Zoologische Kuriosität: Erstes Tier ohne Atmung und Mitochondrien
In den Zellen der Lebewesen mit echtem Zellkern, den Eukaryonten, finden sich eigentlich immer auch Mitochondrien: jene Organellen, die Sauerstoff über eine komplexe Kette von Reaktionen veratmen und damit große Mengen an gespeicherter Energie für ihre Zellen produzieren. Mitochondrien sind im Zuge der Evolution des Lebens entstanden, wie die Endosymbiontentheorie beschreibt. Sie stammen von Urbakterien ab, die von einem Urahnen aller Eukaryonten vor Milliarden von Jahren aufgenommen wurden, um sich dann nach und nach zu einem ihrer wesentlichen Bestandteile zu entwickeln. Mitochondrien zu haben, ist für Tiere und Pflanzen heute so enorm vorteilhaft, dass nur ganz wenige einzellige Außenseiter unter den Eukaryonten darauf verzichten und sie in sauerstoffarmen Spezialsituationen gelegentlich abgeschafft haben. Was Wissenschaftler dagegen noch gar nicht kannten, war ein eukaryontischer Vielzeller ohne Mitochondrien. Das hat sich nun gerade geändert: Henneguya salminicola, ein mit den Nesseltieren verwandter Zellparasit von Fischen, hat weder Mitochondrien noch ein Mitochondriengenom und nicht einmal jene Gene, die Mitochondrien in anderen Zellen sonst in das Erbgut des Zellkerns ausgelagert haben. Dieses Tier kann also gar nicht mehr atmen, beschreiben Dorothée Huchon und ihre Mitforschenden in einer Studie im Fachblatt »PNAS«.

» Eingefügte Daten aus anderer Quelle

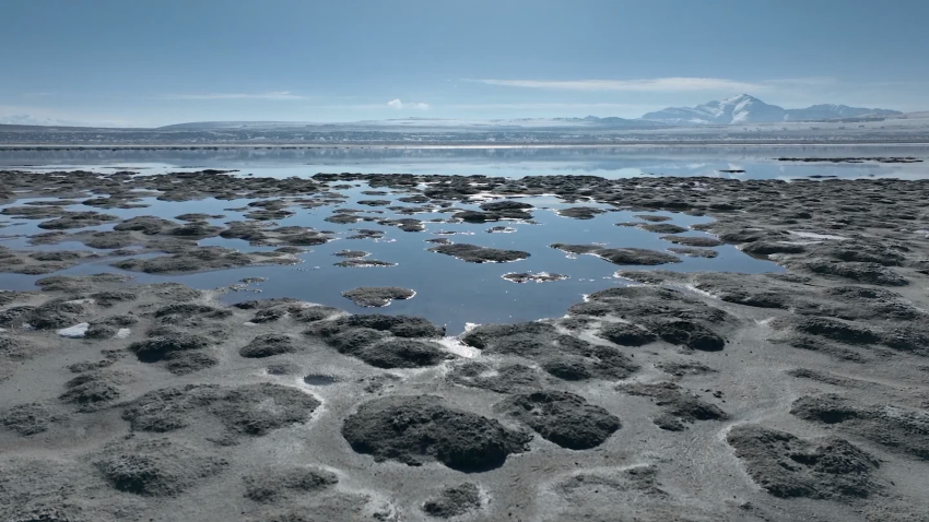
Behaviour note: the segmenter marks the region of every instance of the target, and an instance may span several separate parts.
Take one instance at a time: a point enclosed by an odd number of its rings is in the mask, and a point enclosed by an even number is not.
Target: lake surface
[[[924,163],[785,163],[779,157],[917,157]],[[227,147],[198,150],[3,151],[0,168],[143,169],[146,174],[199,168],[239,169],[255,176],[317,173],[407,173],[524,177],[586,175],[714,176],[739,179],[809,176],[927,176],[925,145],[628,146],[628,147]],[[722,170],[744,170],[725,173]]]
[[[819,147],[799,150],[765,151],[712,151],[698,150],[687,153],[669,151],[637,151],[620,154],[616,150],[230,150],[230,151],[61,151],[42,153],[0,152],[0,164],[30,165],[17,167],[38,169],[131,169],[144,174],[157,171],[221,168],[237,169],[239,176],[311,176],[320,171],[353,173],[413,173],[413,174],[483,174],[489,176],[530,175],[596,175],[603,177],[628,177],[647,175],[674,176],[729,176],[741,178],[798,178],[809,176],[855,177],[926,177],[926,163],[913,164],[793,164],[775,162],[772,158],[810,157],[813,152],[828,151]],[[848,150],[842,149],[840,157],[848,156],[917,156],[926,157],[926,150],[901,147],[901,150]],[[836,156],[836,151],[831,151]],[[181,168],[184,167],[184,168]],[[743,169],[745,173],[720,173],[719,170]],[[558,209],[577,206],[554,197],[524,198],[520,201],[536,206],[533,222],[499,222],[487,224],[428,223],[430,220],[447,220],[448,213],[419,213],[412,216],[393,215],[384,207],[360,205],[358,200],[389,199],[391,205],[418,206],[396,201],[407,193],[390,192],[388,195],[367,195],[372,190],[365,183],[352,182],[351,189],[340,189],[348,200],[343,203],[316,209],[291,206],[296,214],[279,220],[281,226],[305,226],[319,230],[332,230],[337,240],[313,247],[299,254],[301,263],[285,266],[250,266],[184,275],[153,275],[127,272],[137,283],[180,282],[196,288],[228,287],[246,277],[267,277],[267,282],[224,295],[230,302],[256,298],[293,297],[311,302],[334,306],[353,313],[405,313],[426,317],[437,324],[445,324],[450,334],[465,330],[467,323],[518,322],[545,317],[562,316],[567,307],[583,300],[585,295],[623,285],[624,280],[614,276],[618,270],[674,270],[674,271],[733,271],[745,273],[780,272],[773,262],[754,259],[732,246],[715,248],[715,259],[681,257],[680,263],[651,268],[620,266],[593,256],[573,256],[549,248],[553,242],[602,244],[607,247],[635,247],[666,250],[674,245],[660,239],[662,234],[649,233],[634,227],[615,226],[616,223],[636,222],[634,215],[643,212],[615,211],[607,205],[599,206],[610,212],[591,220],[576,220],[557,215]],[[383,190],[383,189],[378,189]],[[221,201],[205,199],[188,202],[167,202],[146,198],[142,202],[150,206],[131,210],[105,210],[121,218],[139,215],[155,215],[165,218],[184,213],[222,214],[211,220],[223,225],[244,220],[239,209],[254,200]],[[15,204],[22,204],[20,200]],[[2,206],[0,206],[2,207]],[[477,204],[456,204],[459,209],[477,209]],[[98,211],[84,205],[69,206],[74,211]],[[326,222],[337,209],[363,209],[365,215],[377,217],[415,217],[425,223],[426,229],[419,233],[402,232],[391,226],[374,223],[334,224]],[[667,222],[682,227],[706,223],[709,217],[696,217],[682,213],[656,212],[666,215]],[[12,225],[2,229],[7,237],[0,245],[13,249],[68,250],[86,249],[80,242],[33,247],[25,236],[46,232],[36,227],[39,221],[3,217]],[[511,233],[489,233],[495,225],[513,228]],[[113,224],[84,229],[107,230]],[[357,228],[381,229],[381,239],[346,239]],[[443,234],[452,233],[452,234]],[[685,235],[702,236],[701,232]],[[445,237],[454,242],[471,244],[501,249],[524,250],[530,253],[525,260],[511,263],[468,263],[459,259],[430,252],[434,244],[426,239]],[[217,245],[239,250],[260,250],[239,239],[209,238],[200,245]],[[371,252],[371,259],[397,263],[395,266],[340,268],[334,263],[343,259],[334,256],[341,250]],[[145,254],[152,256],[152,254]],[[107,257],[58,272],[58,274],[93,274],[121,272],[110,266],[117,259]],[[513,283],[502,278],[513,272],[548,272],[567,275],[564,281],[549,283]],[[0,274],[2,289],[34,289],[34,282],[42,276]],[[409,300],[395,300],[387,308],[362,308],[342,297],[342,293],[362,286],[401,286],[415,290]],[[255,293],[254,290],[260,290]]]

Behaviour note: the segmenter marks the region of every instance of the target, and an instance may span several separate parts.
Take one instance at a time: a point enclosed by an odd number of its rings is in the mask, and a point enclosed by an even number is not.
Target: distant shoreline
[[[307,145],[293,143],[230,143],[214,145],[185,145],[185,144],[163,144],[163,145],[48,145],[48,144],[0,144],[0,151],[10,152],[27,152],[27,151],[97,151],[97,150],[119,150],[119,151],[191,151],[191,150],[223,150],[223,149],[281,149],[281,150],[326,150],[326,149],[358,149],[358,150],[480,150],[480,149],[687,149],[687,147],[759,147],[759,149],[775,149],[775,147],[929,147],[929,142],[739,142],[739,143],[720,143],[716,141],[708,142],[636,142],[636,143],[519,143],[519,144],[418,144],[418,145],[372,145],[361,143],[346,144],[325,144],[325,145]]]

H. salminicola lebt als wirtschaftlich nicht ganz unbedeutender Parasit im Gewebe von Lachsen und damit in einer sehr sauerstoffarmen Umgebung. Das Immunsystem der Fische reagiert auf eine Infektion, indem sie die Myxozoen in einer Kapsel einschließen – die Lachse werden aber bei stärkeren Infektionen weniger leistungsfähig und schaffen es weniger gut als gesunde Artgenossen zu ihren Laichplätzen.
Huchon und Kollegen haben nun die Fischparasiten mit verschiedenen Methoden untersucht. Unter dem Fluoreszenzmikroskop zeigte sich zunächst, dass die Myxozoen offenbar über so genannte mitochondrienverwandte Organellen (mitochondrion-related organelles, MROs) verfügen. Zoologen kennen MROs etwa als Hydrogenosomen, die einigen Einzellern das Überleben ohne Sauerstoff erlauben. Für Vielzeller wie die Myxozoen wäre schon dies neu. Zudem sahen die Organellen mit nach innen eingestülpten Membranen, den Cristae, eher aus wie echte Mitochondrien. Genanalysen zeigten allerdings, dass diese MROs keine Mitochondrienfunktion mehr erfüllen können: In den Organellen fehlt das typische Mitochondrienerbgut, und auch im Zellkerngenom sind keine funktionsfähigen Mitochondriengene zu finden. Demnach kann keine der Zellen von H. salminicola Sauerstoff über die Atmungskette abbauen, weil dafür wesentliche Enzymwerkzeuge gar nicht produziert werden.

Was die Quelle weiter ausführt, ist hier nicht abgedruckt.